What was also news to Rosemary was allowing me to go through the security gate unescorted. After she finished checking me in she refused to let me go on to the gate until she checked with her supervisor. Not only is this embarrassing, but it is also limiting. She is making me dependent on her own ignorance. She said for insurance reasons I couldn’t go by myself. I told her politely, that I fly out of JFK a lot and I have never been told this. Ever. I asked if this person escorting me was to follow me around the airport? She said no, just through the Gate. I had to wait at the check-in desk while she walked across the lobby found another employee who had to radio to someone in an Ivory Tower and ask if this was true. She finally came back, and an “express check-in”, I had checked in online before coming to the airport, turned into an event. Or in respects theatre/performance art, a possible “Happening”.

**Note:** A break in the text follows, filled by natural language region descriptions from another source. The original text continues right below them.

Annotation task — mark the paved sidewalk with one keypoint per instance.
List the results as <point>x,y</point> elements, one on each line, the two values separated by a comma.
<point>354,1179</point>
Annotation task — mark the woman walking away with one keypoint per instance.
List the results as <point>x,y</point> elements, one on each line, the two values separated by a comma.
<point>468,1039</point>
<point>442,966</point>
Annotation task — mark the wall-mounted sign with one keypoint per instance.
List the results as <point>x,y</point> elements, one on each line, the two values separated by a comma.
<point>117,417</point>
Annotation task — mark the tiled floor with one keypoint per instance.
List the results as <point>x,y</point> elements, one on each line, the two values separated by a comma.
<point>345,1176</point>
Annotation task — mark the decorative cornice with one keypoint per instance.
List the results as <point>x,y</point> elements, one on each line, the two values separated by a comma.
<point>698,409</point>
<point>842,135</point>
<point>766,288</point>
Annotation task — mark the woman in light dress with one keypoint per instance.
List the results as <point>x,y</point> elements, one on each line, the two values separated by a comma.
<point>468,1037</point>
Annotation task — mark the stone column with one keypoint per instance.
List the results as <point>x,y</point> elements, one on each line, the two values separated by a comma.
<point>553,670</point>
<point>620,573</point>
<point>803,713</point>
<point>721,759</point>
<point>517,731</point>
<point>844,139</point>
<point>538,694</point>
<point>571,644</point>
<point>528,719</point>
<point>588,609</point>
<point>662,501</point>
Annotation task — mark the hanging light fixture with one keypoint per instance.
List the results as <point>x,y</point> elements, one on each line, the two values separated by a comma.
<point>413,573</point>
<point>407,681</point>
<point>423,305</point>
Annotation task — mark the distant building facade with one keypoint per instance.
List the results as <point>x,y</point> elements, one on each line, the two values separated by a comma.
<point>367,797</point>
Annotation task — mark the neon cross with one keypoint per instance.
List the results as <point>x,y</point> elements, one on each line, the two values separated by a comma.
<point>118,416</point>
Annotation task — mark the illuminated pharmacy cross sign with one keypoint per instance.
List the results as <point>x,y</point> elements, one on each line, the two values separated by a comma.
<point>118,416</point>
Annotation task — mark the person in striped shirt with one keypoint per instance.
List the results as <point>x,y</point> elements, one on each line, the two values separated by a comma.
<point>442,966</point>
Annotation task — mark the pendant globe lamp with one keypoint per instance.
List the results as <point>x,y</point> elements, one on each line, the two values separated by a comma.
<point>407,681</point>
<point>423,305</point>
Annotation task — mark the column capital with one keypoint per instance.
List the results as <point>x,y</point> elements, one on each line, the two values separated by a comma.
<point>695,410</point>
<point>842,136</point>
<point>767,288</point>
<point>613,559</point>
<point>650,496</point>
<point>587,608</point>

I am really getting tired of this.

It is never the same procedure while checking-in. Ever. It is as if each employee has their own version of the rules and regulations, with no understanding or knowledge of the online rules and regulations while flying BA. And you can’t tell them that. Which was the case when I flew out of JFK in October of 2007 and the “supervisor”, a young man, told me that I couldn’t fly if I couldn’t go to the bathroom on my own, out loud in front of many passengers at the check-in desk. This also happened while checking-in for my BA flight back to London from Kuwait on February 17th. The woman at the front of the line asked me repeatedly if I could walk, if I needed help on the plane. I told her I needed no help transferring or in the ladies room, I just needed the aisle chair to get from my seat to the bathroom. She could not understand this for whatever reason and told me while I was checking-in to leave Kuwait that I wouldn’t be able to fly by myself because I couldn’t’ walk. It was policy. I told her this was incorrect. She said she had to check with her supervisor. While a young man was manually checking me in she got word from her supervisor and said I could fly by myself but she had to change my seat and she down-graded me all the way to the back of the plane.

You can’t argue too aggressively with these employees of BA because then they will have the ammunition to really not let you fly. So you have to calmly explain to them the rules and regulations. I feel when in these situations I have more understanding of their policy than they do.

Which was the case with Rosemary, her supervisor finally said I could go ahead by myself. So I did. Completely humbled. But this time also empowered. There is something here. An issue that needs to be resolved. Whether it’s training their employees at the Gate correctly and consistently, there is something here. Like the law enforcement officers dumping a quadriplegic out of his wheelchair, they must be held accountable and also as in Rosemary’s case trained properly so that this situation does not continue to happen.

What I fear most is that the lack of knowledge and training will manifest into a situation where human beings will make up their own rules because what exists now is far too grey. And that can become dangerous. Look at what has happened recently while in police custody. What they don't know can hurt us.